Pois bem. Se pelo menos uma que outra virtude tive na vida, uma dessas únicas foi a da pontualidade. Não perder hora, cumprir horário, ser pontual, isso se me tornou, ao longo da vida, algo que assumo ser neurótico, à beira da esquizofrenia. Penso ter sido uma herança da vida jornalística, na qual o fechamento do jornal tem hora marcada para cada página, para cada caderno, horário inflexível para chegar às oficinas. E, na terça-feira, lá me vi diante de um compromisso sério e inadiável, aprazado para as 15h. E, atendendo a outro compromisso, eu corria o risco de atrasar-me, o que me aumentava a ansiedade. Barbear-me, banhar-me, trocar de roupa, acho que o fiz em pouquíssimos minutos e lá me fui para o automóvel, ainda abotoando a camisa.

De repente, vi que o combustível estava no fim. E que, portanto, eu não chegaria nem à metade do meu destino. Parei no posto e, quando fui pagar, entrei em pânico: cadê a carteira? Eu a esquecera e não daria tempo de retornar. O moço do posto me acalmou: “Vá em frente, depois o senhor paga, é freguês antigo.” Acelerei, mas com mil pensamentos negativos me atordoando: e se o guarda me parasse, como pagar a zona azul, o pedido de frutas e verduras, de pão e leite, até de cerveja que a família me fizera? Lá estava eu, pois, sem lenço nem documento.

Estacionei na zona azul, procurei um guardinha para explicar a situação. Vi a lojinha de um conhecido, falei de meus apuros, ele sorriu e me deu uma folha para marcar o horário do estacionamento: “qualquer hora você paga.” Fiquei feliz. Mesmo assim, participei da reunião com intranqüilidade, pois havia todo o caminho de volta. E seria absurdo voltar à minha casa distante para apanhar a carteira e retornar para outras compras. Senti-me acabrunhado, humilhado, indefeso.

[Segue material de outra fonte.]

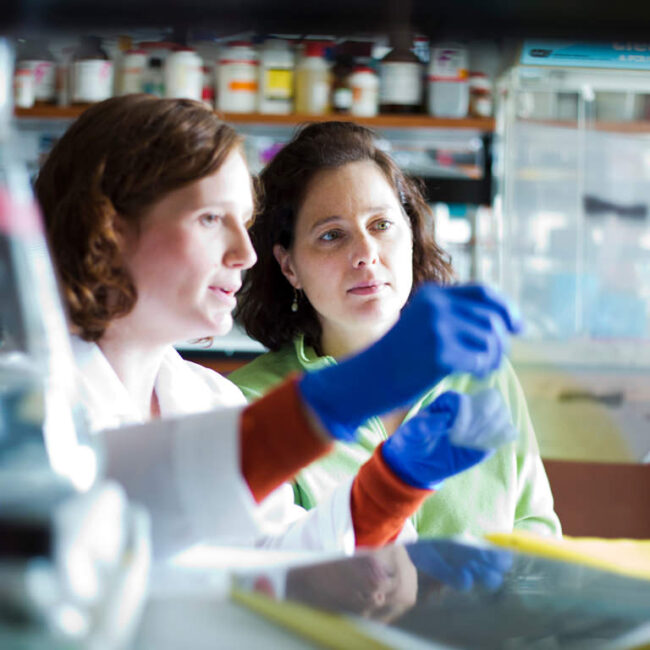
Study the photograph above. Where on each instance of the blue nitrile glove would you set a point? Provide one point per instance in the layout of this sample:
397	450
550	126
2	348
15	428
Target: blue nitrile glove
452	434
441	330
461	566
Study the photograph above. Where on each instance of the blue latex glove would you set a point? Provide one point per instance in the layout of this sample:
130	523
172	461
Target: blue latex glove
440	331
461	566
452	434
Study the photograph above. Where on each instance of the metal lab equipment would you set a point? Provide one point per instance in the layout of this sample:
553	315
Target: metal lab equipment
74	554
573	225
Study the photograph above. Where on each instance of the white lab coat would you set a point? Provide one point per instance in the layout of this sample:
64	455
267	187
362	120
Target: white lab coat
185	470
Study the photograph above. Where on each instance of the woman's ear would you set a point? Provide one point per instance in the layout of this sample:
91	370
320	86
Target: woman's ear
124	232
283	257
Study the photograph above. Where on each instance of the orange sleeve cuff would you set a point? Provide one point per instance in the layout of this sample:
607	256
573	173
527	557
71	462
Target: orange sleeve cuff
277	440
381	502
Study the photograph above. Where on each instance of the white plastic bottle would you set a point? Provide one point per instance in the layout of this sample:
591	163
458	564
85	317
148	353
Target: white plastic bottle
184	74
276	77
365	91
448	86
134	65
92	72
35	55
23	86
237	76
313	80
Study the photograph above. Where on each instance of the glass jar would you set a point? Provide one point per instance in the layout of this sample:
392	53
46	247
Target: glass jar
400	76
184	74
448	81
276	77
365	92
313	80
237	78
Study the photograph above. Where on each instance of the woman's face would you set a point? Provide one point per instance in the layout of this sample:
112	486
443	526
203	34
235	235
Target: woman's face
352	252
187	256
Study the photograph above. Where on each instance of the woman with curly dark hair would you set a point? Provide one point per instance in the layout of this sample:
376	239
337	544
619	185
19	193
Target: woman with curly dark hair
343	241
146	203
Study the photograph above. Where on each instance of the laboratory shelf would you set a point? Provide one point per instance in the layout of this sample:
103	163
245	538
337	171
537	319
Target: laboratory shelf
485	125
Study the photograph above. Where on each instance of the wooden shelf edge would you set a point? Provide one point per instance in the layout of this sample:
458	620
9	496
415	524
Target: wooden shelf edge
484	124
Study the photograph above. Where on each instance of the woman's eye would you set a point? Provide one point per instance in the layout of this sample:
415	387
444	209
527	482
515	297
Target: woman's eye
384	224
209	219
330	235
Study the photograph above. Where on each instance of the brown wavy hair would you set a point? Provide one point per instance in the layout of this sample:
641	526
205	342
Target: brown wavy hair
264	302
119	157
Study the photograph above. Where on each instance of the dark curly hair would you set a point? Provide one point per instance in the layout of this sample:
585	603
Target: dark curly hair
263	304
119	157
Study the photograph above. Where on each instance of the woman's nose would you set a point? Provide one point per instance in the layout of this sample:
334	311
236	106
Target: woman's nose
364	251
240	252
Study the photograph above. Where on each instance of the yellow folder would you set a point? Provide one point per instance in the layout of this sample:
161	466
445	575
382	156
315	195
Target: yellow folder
627	556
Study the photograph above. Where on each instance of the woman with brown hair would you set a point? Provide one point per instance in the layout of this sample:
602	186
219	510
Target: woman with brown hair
343	241
146	203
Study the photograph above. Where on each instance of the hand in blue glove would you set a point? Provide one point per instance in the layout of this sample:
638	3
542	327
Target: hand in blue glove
452	434
461	566
440	331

Passando diante da frutaria, ia prosseguir meu caminho, hesitei: “por que não explicar ao vendedor, que me conhecia, que esquecera a carteira?” Desci do carro, justifiquei-me, o rapaz se tornou ainda mais solícito e até me ajudou a escolher as frutas, já que sou um incompetente para isso: “Qualquer hora, o senhor paga, não se preocupe com isso, volte sempre.” E parei na padaria e, da mesma forma, comprei o leite e o pão. E, finalmente, me lembrei do boteco próximo de casa onde velhos conhecidos meus passam as tardes jogando baralho e bebendo cerveja. Os donos são meus amigos. Quando comecei a explicar, um dos aposentados ouviu, levantou-se e se ofereceu: “Eu pago, depois ele acerta comigo.” A mulher do dono do boteco quase se ofendeu: “De jeito nenhum. Ele vai levar as cervejas e paga quando quiser.” E, sem lenço nem documento, levei também a caixinha de cerveja para casa.

O nome disso é bênção. A bênção e o privilégio de viver numa cidade onde ainda é possível pensar-se em comunidade, em solidariedade, em confiança, em respeito de uns para com outros. Por isso, peço aos céus que a previsão de Nossa Senhora dos Prazeres – quando, levada pelos anjos, foi-se embora ao tempo da povoação – esteja correta: “Esta nunca será uma cidade grande.”, teria dito ela. Pois ela sabia que Piracicaba, em vez de cidade grande, seria uma grande cidade. De fraternidade, lugar de comunhão, de decência e de respeito. Lugar onde se possa, ainda, viver sem lenço nem documento, sabendo que esse não ter é uma bênção. Bom dia.